You’ve all heard about S&P downgrading US debt from AAA to AA+, and how this has affected the markets.
This made me wonder: how reliable have S&P’s ratings on long-term debt really been historically? They’ve been doing it for a long time, so presumably if they were really good at it, they would boast about their track record. Indeed, S&P would compete the other ratings agencies (Fitch, Moody’s) based on the accuracy of their predictions.
It’s well-known that S&P and the other ratings agencies were spectacularly wrong in the case of collateralized debt obligations, much of which rated as AAA. I wouldn’t be at all surprised if they’ve been wrong in less spectacular ways much of the time.
Presumably each credit rating corresponds to a probability of payout, and given historical data, one could check how well the ratings matched reality. For example, if I were to look at all US-dollar denominated 10-year bonds issued in the year 2000, for which S&P had a rating at the time of issue, by 2010 one could tally up how they performed.
For simplicity, the performance of a particular bond could be expressed as a binary (yes/no) answer to a simple question: did the borrower pay the bond-holders the stipulated interest and principal?
If the ratings were worth anything, the probability of “yes” should be highest for the AAA bonds, and progressively lower for lower ratings (AA+, AA, etc. all the way to C).
Furthermore, the probabilities should be fairly stable over time; for example the probability of default for a 10-year bond rated BBB at issue in 1970 should be the same as that for a 10-year bond rated BBB in 2000. Certainly economic conditions in the 1970s were different from those in the 2000s, and some things are difficult to predict (e.g. the oil crisis in the 1970s, 9-11 in 2001), but the ratings guys are supposedly experts, so their ratings should be robust – or at least better than those of astrologists.

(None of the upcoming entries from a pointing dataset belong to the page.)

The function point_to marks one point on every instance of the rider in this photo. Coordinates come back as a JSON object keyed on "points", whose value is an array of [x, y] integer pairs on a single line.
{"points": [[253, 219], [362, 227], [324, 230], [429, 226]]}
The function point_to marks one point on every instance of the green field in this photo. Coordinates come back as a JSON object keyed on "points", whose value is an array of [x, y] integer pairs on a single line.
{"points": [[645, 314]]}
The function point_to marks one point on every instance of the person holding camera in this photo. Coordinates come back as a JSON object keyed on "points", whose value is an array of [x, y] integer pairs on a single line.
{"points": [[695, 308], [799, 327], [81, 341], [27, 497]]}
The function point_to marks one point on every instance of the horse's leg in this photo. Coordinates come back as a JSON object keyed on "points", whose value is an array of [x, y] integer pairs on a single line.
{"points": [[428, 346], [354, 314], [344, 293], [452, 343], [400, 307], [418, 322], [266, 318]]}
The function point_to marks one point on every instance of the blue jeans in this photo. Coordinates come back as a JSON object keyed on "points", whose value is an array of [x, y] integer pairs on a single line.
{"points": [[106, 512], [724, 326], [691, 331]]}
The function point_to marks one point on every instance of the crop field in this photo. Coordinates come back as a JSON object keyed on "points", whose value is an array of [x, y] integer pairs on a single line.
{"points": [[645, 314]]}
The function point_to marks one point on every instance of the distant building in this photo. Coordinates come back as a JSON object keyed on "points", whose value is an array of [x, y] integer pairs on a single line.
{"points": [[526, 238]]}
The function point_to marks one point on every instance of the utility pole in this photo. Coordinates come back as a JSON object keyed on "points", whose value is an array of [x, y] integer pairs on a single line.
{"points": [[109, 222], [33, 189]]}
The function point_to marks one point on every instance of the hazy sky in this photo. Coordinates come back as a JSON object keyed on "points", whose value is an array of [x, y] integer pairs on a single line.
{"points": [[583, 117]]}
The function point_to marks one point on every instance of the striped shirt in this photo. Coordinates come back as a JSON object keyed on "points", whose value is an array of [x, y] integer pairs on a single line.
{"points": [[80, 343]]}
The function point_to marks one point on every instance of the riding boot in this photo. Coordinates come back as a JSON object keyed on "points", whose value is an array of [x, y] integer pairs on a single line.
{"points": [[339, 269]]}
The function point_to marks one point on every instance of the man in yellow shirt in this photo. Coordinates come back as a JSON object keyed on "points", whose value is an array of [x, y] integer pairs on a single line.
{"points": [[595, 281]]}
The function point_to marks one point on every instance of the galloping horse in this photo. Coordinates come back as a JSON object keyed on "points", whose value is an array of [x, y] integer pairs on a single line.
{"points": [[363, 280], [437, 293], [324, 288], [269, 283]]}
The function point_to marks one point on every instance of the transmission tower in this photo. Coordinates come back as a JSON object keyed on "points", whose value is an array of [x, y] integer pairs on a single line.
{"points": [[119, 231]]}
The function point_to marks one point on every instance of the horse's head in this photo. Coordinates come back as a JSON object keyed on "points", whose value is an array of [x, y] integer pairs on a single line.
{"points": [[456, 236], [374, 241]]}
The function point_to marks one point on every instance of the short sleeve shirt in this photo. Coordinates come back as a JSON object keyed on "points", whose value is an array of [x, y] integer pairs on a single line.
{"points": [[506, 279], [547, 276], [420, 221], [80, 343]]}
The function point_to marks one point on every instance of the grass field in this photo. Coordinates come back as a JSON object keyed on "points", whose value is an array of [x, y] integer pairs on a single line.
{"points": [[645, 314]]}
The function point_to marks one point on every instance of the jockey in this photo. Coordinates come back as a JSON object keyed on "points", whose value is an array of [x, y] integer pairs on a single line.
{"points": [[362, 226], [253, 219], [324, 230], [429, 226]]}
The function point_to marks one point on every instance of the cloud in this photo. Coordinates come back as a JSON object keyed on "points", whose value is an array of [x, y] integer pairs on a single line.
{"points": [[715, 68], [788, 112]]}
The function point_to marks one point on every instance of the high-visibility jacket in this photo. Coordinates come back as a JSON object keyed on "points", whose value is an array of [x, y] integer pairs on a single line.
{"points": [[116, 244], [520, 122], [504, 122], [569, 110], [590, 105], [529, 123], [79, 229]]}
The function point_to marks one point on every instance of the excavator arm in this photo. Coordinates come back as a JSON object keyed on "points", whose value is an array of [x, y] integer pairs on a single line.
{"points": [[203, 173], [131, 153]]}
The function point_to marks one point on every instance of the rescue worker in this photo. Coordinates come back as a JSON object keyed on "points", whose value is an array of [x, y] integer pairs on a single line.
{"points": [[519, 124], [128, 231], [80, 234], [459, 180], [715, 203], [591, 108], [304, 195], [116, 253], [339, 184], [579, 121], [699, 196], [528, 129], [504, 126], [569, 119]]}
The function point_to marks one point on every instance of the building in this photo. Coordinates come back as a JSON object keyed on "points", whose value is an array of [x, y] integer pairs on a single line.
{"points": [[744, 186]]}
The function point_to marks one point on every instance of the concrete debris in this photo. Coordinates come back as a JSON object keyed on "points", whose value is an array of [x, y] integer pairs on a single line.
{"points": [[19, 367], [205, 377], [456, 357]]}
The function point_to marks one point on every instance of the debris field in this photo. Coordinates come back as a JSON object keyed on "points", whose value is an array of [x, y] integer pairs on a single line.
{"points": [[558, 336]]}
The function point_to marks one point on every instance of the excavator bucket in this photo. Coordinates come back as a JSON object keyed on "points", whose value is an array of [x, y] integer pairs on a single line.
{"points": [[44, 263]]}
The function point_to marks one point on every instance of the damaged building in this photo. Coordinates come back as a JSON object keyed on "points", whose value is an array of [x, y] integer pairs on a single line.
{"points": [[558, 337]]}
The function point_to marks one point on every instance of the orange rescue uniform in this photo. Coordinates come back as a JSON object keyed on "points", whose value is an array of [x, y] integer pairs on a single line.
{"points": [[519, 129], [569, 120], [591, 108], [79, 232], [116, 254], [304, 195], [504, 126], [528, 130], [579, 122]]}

Does anyone know whether such back checking of ratings has been done? If it has been done, the information certainly sure isn’t easy to find.
Back to that recent downgrade: if I bought a 10-yr AAA US bond issued five years ago, according to S&P it’s now AA+… which sort of means the AAA rating wasn’t really correct to begin with. A prediction for long-term creditworthiness isn’t worth much if you’re allowed to change that prediction part-way!